Crude oil rose to the highest level in two weeks after European economic confidence increased and U.S. and German unemployment claims dropped, signals that the global economy is rebounding.
Oil climbed 2.3 percent after the European confidence report showed the euro-area recovery is strengthening even as Greece’s fiscal crisis spreads across the region. U.S. jobless claims fell to a one-month low, and German unemployment declined in April at the fastest pace in more than two years.
“Expectations in the market are mounting for improved economic growth domestically and globally,” said Jason Schenker, president of Prestige Economics LLC, an Austin, Texas- based energy consultant. “The market’s moving on whatever medium-term economic data may seem to be important.”
Crude oil for June delivery rose $1.95 to settle at $85.17 a barrel on the New York Mercantile Exchange, the highest level since April 15. Futures have gained 67 percent in the past year.
An index of executive and consumer sentiment in the 16 euro nations climbed to 100.6 in April from a revised 97.9 in March, the highest level in more than two years, the European Commission in Brussels said today. That exceeded the 99.4 median estimate of 24 economists in a Bloomberg News survey.
In Germany, the region’s largest economy, unemployment decreased 68,000 to 3.29 million in April. Economists had forecast a drop of 10,000, based on the median estimate of 30 analysts surveyed by Bloomberg. U.S. initial jobless claims fell by 11,000 to 448,000 in the week ended April 24, in line with the forecast of economists in a separate Bloomberg survey.
“The jobless numbers were good, which gave the market a little optimism,” said Michael Fitzpatrick, vice president of energy at MF Global in New York.
European leaders moved closer to helping Greece with a bailout to stave off a default. Standard & Poor’s Ratings Services lowered its sovereign credit ratings on Greece to junk earlier this week.

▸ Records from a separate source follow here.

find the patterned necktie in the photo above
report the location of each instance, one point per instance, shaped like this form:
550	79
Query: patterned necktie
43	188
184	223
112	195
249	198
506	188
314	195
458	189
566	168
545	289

It also cut ratings for Portugal and Spain.
Oil gained 1 percent yesterday as the Federal Open Market Committee said economic conditions “are likely to warrant exceptionally low levels of the federal funds rate for an extended period.”
The U.S. Coast Guard has partly restricted traffic in and out of the Mississippi River following the massive BP Plc oil spill in the Gulf of Mexico, though the main entrance to the river is still open. The damaged well is leaking as much as 5,000 barrels of crude a day.
Ships were ordered to slow down in three of the four lanes connecting to the river to prevent disturbance of a boomed-off safety area around the oil spill, according to a bulletin issued by the Coast Guard yesterday. Traffic through the main deepwater channel, the Southwest Pass, is not restricted.
The oil may reach land for the first time tomorrow in Louisiana, bringing tar balls and mousse-like hunks of emulsified oil later, Charlie Henry, the U.S. government’s lead forecaster for the spill, said yesterday.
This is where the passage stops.